Cyberattacks have increased both in frequency and ferocity, leading to compromised operations, leaked personal data, multi-million-dollar losses, and even school closures. Now more than ever, IT leaders and their teams need the support of boards, cabinets, and the overall campus community to improve their institutional security posture and protect their institutions from devastating attacks.

Our recent executive roundtable, Developing a Security-First Campus Culture, offered CIOs the chance to collaborate and discuss ways to tackle these very challenges. Read on to learn about some of the roundtable takeaways that are most useful for institutions, or download the slides from the roundtable.

Download Session 1 Slides Download Session 2 Slides

 

Review the Key Takeaways

 

1. Three main challenges to building leadership commitment to enterprise-wide security

  • Security risks are not appropriately elevated

    IT leaders often struggle to get leadership to perceive cybersecurity as an institutional risk rather than an IT concern. This is partly because leadership often lacks sufficient awareness about the risks they need to weigh in on while the responsibility for action solely falls on the CIO or the CISO. As one CIO told us, “We lack a systematic way of involving non-IT leaders in assessing, accepting, or mitigating risks for the institution.”

    Institutions can address this issue by creating an enterprise-wide risk-assessment system where the highest-priority risks are proactively elevated to highest levels of leadership, including cabinets and boards, for mitigation or acceptance.

  • Leadership lacks decision-making preparedness

    When risks inevitably become incidents, leaders often lose valuable time and make suboptimal decisions because they are not adequately prepared. Organizing executive-level table-top exercises can provide cabinet leaders with the opportunity to flex their decision-making muscles prior to incidents.

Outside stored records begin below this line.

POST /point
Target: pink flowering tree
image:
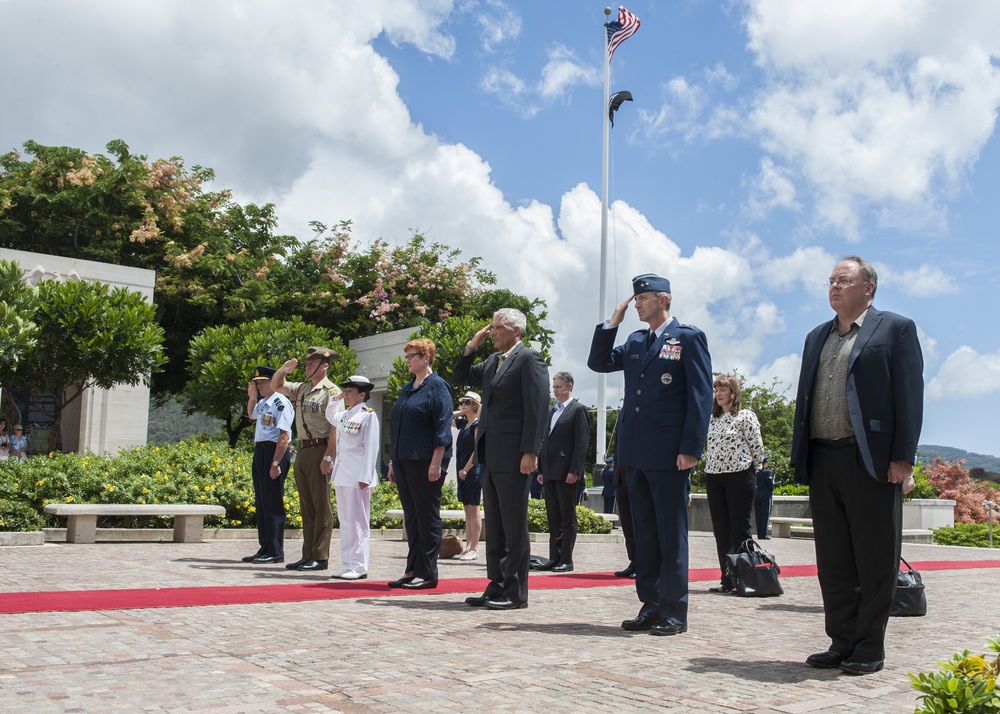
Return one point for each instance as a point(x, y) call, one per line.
point(953, 481)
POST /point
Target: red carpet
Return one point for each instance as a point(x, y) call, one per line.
point(77, 600)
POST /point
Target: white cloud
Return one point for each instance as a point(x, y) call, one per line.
point(497, 24)
point(925, 281)
point(966, 374)
point(876, 107)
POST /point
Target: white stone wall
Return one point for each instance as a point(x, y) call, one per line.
point(102, 421)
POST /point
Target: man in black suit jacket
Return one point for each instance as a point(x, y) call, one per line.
point(858, 415)
point(560, 467)
point(512, 423)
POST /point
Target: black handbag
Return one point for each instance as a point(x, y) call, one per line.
point(754, 570)
point(910, 599)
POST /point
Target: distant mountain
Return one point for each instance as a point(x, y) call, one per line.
point(929, 452)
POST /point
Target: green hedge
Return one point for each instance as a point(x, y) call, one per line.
point(198, 471)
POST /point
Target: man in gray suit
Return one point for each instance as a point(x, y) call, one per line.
point(560, 468)
point(514, 381)
point(858, 415)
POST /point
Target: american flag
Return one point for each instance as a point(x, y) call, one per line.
point(621, 29)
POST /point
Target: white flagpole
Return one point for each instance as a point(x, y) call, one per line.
point(602, 378)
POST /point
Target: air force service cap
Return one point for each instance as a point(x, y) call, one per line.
point(650, 283)
point(262, 373)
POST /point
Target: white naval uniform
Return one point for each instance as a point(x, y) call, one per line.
point(357, 455)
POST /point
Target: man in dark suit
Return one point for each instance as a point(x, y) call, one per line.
point(858, 415)
point(661, 436)
point(514, 381)
point(560, 467)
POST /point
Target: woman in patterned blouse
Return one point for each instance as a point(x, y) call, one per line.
point(733, 455)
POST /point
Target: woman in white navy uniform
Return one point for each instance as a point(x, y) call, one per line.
point(354, 473)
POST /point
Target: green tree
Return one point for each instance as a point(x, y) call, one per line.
point(223, 359)
point(89, 335)
point(17, 307)
point(126, 210)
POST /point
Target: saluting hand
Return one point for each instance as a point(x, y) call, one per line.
point(619, 314)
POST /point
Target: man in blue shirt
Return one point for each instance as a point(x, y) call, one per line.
point(274, 415)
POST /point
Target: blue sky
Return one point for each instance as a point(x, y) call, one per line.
point(767, 139)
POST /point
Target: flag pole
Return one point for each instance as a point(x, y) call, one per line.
point(602, 378)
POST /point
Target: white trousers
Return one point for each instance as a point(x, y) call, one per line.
point(354, 514)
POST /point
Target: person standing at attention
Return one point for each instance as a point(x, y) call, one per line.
point(661, 436)
point(560, 468)
point(858, 415)
point(273, 433)
point(512, 423)
point(310, 399)
point(354, 473)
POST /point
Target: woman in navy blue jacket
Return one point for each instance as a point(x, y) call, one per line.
point(420, 426)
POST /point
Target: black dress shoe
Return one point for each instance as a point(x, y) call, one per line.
point(639, 623)
point(505, 604)
point(669, 626)
point(313, 565)
point(629, 572)
point(859, 665)
point(825, 660)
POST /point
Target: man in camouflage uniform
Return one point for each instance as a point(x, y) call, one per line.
point(310, 400)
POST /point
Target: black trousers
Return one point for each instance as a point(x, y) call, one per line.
point(421, 501)
point(560, 508)
point(762, 509)
point(508, 550)
point(730, 499)
point(269, 498)
point(857, 525)
point(625, 511)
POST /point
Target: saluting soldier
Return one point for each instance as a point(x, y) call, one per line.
point(354, 473)
point(661, 436)
point(310, 399)
point(273, 415)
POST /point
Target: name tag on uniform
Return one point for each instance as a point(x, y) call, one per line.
point(670, 351)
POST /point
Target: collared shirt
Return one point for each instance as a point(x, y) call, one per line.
point(828, 415)
point(274, 415)
point(310, 407)
point(557, 411)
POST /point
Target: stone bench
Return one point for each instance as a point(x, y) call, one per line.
point(782, 527)
point(81, 527)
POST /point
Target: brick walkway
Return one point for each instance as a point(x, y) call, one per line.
point(427, 652)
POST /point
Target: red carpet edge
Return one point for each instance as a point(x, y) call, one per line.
point(130, 599)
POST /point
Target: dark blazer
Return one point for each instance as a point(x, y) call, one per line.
point(885, 393)
point(564, 449)
point(515, 402)
point(668, 393)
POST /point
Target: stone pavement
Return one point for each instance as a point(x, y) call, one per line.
point(429, 652)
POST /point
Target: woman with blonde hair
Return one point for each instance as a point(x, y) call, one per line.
point(420, 426)
point(734, 453)
point(470, 480)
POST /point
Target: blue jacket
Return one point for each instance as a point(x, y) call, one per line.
point(668, 393)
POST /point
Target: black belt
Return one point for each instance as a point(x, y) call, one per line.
point(837, 443)
point(309, 443)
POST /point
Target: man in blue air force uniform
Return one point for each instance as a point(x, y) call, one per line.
point(661, 436)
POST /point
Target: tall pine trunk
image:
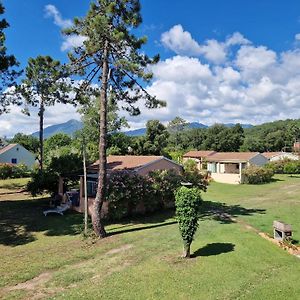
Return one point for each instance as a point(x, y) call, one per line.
point(41, 134)
point(101, 190)
point(186, 251)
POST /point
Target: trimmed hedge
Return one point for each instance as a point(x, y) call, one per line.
point(257, 175)
point(13, 171)
point(284, 166)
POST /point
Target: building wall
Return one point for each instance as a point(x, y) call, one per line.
point(282, 156)
point(197, 160)
point(227, 178)
point(162, 164)
point(22, 155)
point(258, 160)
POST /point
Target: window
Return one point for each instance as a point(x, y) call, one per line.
point(91, 188)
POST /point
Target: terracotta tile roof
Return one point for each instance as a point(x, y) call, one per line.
point(271, 154)
point(126, 162)
point(232, 156)
point(198, 154)
point(7, 147)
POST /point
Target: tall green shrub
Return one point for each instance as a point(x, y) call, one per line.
point(257, 175)
point(188, 204)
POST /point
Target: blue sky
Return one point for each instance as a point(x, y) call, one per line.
point(221, 61)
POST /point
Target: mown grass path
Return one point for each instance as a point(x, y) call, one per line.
point(47, 258)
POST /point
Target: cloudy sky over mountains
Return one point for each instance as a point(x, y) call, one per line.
point(232, 76)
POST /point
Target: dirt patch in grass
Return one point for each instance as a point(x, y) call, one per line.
point(33, 283)
point(120, 249)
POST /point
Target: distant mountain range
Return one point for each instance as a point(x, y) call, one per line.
point(73, 125)
point(68, 128)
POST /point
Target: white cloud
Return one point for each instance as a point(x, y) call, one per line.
point(254, 85)
point(71, 41)
point(52, 11)
point(180, 41)
point(250, 57)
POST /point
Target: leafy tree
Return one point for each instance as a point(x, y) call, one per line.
point(43, 86)
point(29, 142)
point(188, 204)
point(111, 54)
point(8, 73)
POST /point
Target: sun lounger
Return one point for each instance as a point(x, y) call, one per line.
point(59, 209)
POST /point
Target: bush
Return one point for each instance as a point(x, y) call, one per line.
point(188, 202)
point(43, 182)
point(292, 167)
point(284, 166)
point(128, 194)
point(257, 175)
point(13, 171)
point(164, 184)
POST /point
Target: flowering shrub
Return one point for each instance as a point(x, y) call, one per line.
point(129, 193)
point(257, 175)
point(13, 171)
point(292, 167)
point(164, 184)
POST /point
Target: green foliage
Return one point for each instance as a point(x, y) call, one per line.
point(8, 74)
point(257, 175)
point(125, 192)
point(292, 167)
point(13, 171)
point(45, 182)
point(108, 27)
point(284, 166)
point(164, 184)
point(29, 142)
point(188, 204)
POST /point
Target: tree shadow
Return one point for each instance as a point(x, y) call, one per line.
point(223, 212)
point(21, 219)
point(214, 249)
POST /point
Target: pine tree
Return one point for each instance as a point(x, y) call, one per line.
point(111, 55)
point(8, 74)
point(45, 84)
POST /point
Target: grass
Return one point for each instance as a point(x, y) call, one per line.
point(278, 200)
point(141, 257)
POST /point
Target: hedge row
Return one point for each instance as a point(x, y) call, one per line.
point(257, 175)
point(13, 171)
point(284, 166)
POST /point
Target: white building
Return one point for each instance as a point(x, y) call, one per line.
point(227, 167)
point(275, 156)
point(17, 154)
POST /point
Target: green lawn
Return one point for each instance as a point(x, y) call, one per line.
point(260, 205)
point(141, 259)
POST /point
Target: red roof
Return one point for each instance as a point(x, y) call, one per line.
point(232, 156)
point(7, 147)
point(271, 154)
point(198, 154)
point(127, 162)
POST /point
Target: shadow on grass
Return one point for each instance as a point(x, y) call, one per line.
point(21, 219)
point(222, 212)
point(214, 249)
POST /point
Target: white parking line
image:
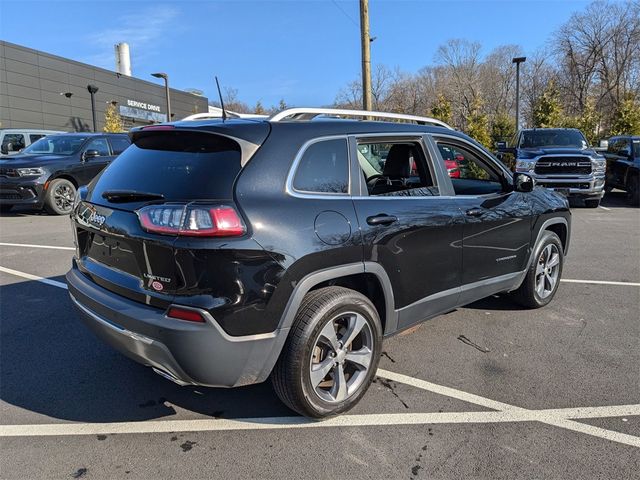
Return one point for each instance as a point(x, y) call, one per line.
point(556, 417)
point(28, 245)
point(600, 282)
point(28, 276)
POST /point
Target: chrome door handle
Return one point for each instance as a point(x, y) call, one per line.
point(382, 219)
point(475, 212)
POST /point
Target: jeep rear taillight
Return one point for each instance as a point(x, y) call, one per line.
point(192, 220)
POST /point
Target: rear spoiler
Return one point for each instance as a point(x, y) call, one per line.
point(248, 135)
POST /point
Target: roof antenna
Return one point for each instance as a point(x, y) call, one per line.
point(224, 112)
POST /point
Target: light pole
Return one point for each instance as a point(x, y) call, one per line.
point(92, 91)
point(365, 45)
point(165, 77)
point(518, 61)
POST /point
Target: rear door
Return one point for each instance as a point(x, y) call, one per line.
point(409, 224)
point(497, 220)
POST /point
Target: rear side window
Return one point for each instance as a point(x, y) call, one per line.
point(100, 145)
point(15, 139)
point(324, 168)
point(178, 165)
point(119, 144)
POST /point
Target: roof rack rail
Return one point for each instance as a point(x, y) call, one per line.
point(303, 113)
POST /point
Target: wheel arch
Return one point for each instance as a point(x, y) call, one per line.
point(368, 278)
point(64, 176)
point(358, 274)
point(558, 225)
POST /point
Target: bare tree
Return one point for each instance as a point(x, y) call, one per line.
point(460, 59)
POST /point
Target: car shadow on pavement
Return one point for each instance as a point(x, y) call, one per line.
point(616, 199)
point(496, 302)
point(24, 212)
point(51, 364)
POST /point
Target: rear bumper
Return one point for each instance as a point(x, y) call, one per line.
point(583, 186)
point(186, 352)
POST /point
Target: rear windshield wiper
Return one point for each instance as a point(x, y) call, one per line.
point(130, 195)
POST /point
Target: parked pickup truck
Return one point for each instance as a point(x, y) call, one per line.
point(623, 166)
point(560, 159)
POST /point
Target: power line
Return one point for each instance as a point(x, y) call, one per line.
point(345, 13)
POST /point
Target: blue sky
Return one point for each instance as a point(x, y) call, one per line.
point(299, 50)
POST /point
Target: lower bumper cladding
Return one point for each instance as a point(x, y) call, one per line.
point(186, 353)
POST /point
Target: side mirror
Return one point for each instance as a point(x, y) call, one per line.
point(90, 154)
point(523, 182)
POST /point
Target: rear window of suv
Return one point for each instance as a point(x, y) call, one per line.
point(178, 165)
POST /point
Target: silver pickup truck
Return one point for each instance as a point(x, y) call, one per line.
point(560, 159)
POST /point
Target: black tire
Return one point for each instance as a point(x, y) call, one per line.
point(633, 190)
point(59, 197)
point(527, 294)
point(292, 374)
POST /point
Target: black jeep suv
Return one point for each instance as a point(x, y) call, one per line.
point(222, 253)
point(48, 172)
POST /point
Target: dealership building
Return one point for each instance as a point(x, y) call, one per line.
point(43, 91)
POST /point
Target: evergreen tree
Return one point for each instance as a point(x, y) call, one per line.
point(478, 124)
point(547, 110)
point(626, 119)
point(503, 128)
point(112, 119)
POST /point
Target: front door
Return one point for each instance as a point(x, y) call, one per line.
point(407, 226)
point(497, 229)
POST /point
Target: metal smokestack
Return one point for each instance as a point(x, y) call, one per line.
point(123, 59)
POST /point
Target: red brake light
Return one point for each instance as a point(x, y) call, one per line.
point(185, 314)
point(192, 220)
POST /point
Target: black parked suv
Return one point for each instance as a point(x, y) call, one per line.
point(48, 172)
point(222, 253)
point(623, 166)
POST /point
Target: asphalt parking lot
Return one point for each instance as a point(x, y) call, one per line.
point(487, 391)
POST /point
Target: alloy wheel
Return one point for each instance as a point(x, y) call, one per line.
point(547, 270)
point(63, 196)
point(341, 357)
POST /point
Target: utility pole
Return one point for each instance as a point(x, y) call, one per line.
point(518, 61)
point(92, 91)
point(365, 40)
point(165, 77)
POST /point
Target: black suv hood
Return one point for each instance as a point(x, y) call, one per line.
point(19, 161)
point(535, 152)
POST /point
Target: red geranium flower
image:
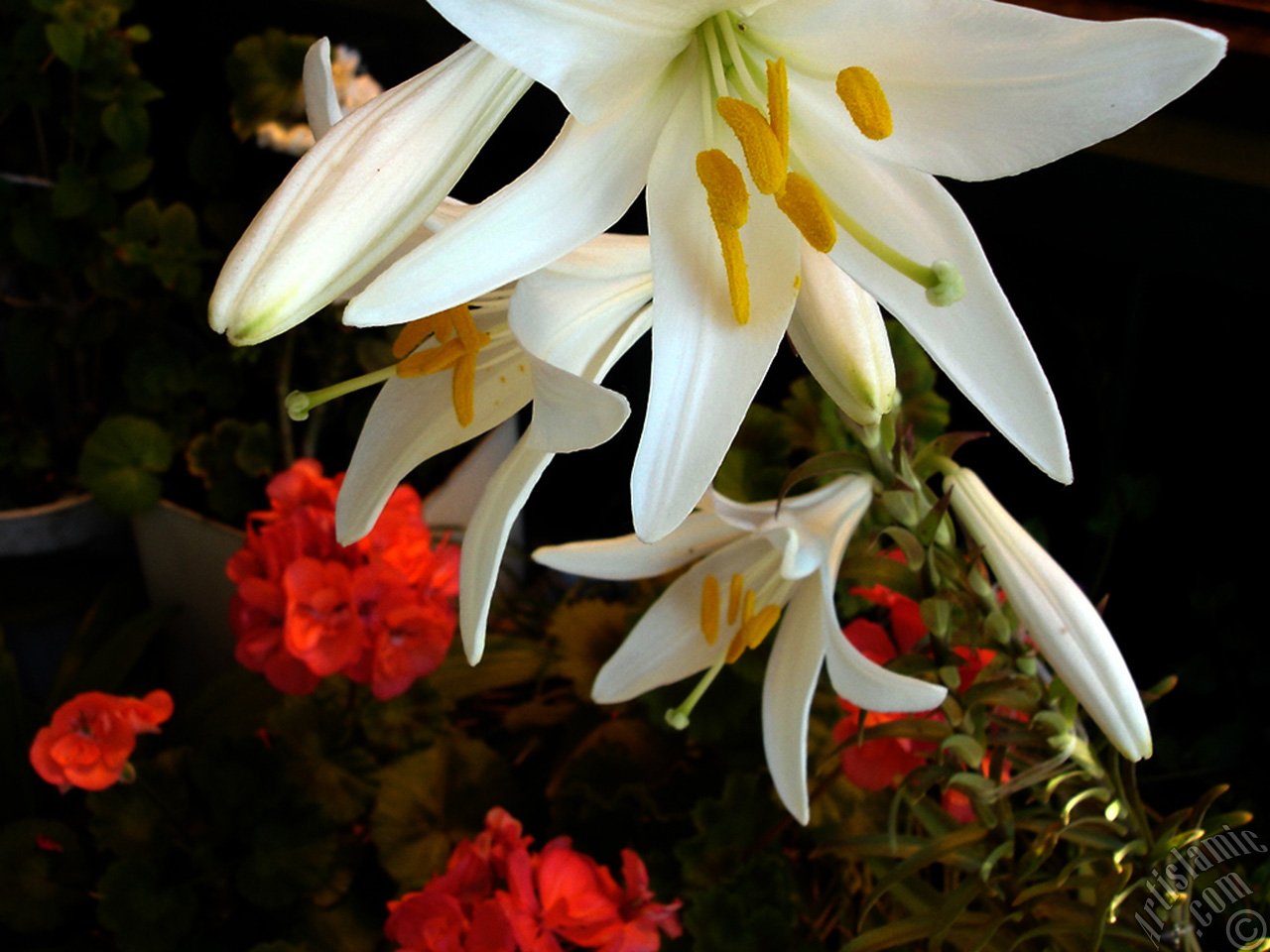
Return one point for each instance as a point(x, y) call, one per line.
point(93, 735)
point(884, 762)
point(495, 896)
point(379, 611)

  • Distributed stakeholders flout information security policies

    Finally, boards and cabinets can help CIOs protect institutions by empowering IT to enforce compliance with security policies across campus. At Virginia Tech University, the board clearly articulated in a resolution that the “vice president of IT has the full authority to establish and ensure compliance” with IT security policies and set the expectation that “departments are obligated to support” the vice president on IT’s security policies.